A retrospective cohort study was performed in adult patients (≥ 18 years old) consecutively enrolled in the Canadian Spine Outcomes and Research Network registry. All patients underwent elective cervical or thoracolumbar spine surgery and were admitted to the hospital. Poorly controlled postoperative pain was defined as a mean numeric rating scale score for pain at rest of > 4 during the first 24 hours after surgery. Univariable analysis followed by multivariable logistic regression on 25 candidate variables, selected through a systematic review and expert consensus, was used to develop a prediction model using a random 70% sample of the data. The model was transformed into an eight-tier risk-based score that was further simplified into the three-tier Calgary Postoperative Pain After Spine Surgery (CAPPS) score to maximize clinical utility. The CAPPS score was validated using the remaining 30% of the data.

RESULTS

Overall, 57% of 1300 spine surgery patients experienced poorly controlled pain during the first 24 hours after surgery.
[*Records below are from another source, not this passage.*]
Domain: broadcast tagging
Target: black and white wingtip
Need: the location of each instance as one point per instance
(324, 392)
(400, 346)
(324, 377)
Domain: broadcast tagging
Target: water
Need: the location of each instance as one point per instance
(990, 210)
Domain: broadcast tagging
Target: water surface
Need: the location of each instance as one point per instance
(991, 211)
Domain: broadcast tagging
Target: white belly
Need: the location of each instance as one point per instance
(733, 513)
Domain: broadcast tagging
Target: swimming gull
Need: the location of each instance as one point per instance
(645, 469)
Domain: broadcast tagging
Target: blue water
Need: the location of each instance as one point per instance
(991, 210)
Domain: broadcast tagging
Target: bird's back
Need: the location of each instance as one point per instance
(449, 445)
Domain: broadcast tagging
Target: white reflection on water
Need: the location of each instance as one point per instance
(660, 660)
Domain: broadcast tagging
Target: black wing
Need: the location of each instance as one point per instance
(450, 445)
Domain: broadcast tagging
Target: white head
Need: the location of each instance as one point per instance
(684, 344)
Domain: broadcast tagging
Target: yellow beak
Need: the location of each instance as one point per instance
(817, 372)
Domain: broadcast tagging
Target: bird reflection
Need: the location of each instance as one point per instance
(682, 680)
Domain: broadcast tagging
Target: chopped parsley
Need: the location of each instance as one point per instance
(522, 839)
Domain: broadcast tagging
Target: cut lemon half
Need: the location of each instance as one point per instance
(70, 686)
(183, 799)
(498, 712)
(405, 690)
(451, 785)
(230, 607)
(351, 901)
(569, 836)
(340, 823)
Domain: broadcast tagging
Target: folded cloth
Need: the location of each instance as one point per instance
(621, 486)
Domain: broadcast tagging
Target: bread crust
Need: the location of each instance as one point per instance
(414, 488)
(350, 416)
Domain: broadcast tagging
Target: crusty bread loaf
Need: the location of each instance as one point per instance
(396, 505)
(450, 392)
Seven significant variables associated with poor pain control were incorporated into a prediction model: younger age, female sex, preoperative daily use of opioid medication, higher preoperative neck or back pain intensity, higher Patient Health Questionnaire–9 depression score, surgery involving ≥ 3 motion segments, and fusion surgery. Notably, minimally invasive surgery, body mass index, and revision surgery were not associated with poorly controlled pain. The model was discriminative (C-statistic 0.74, 95% CI 0.71–0.77) and calibrated (Hosmer-Lemeshow goodness-of-fit, p = 0.99) at predicting the outcome. Low-, high-, and extreme-risk groups stratified using the CAPPS score had 32%, 63%, and 85% predicted probability of experiencing poorly controlled pain, respectively, which was mirrored closely by the observed incidence of 37%, 62%, and 81% in the validation cohort.

CONCLUSIONS

Inadequate pain control is common after spine surgery. The internally validated CAPPS score based on 7 easily acquired variables accurately predicted the probability of experiencing poorly controlled pain after spine surgery.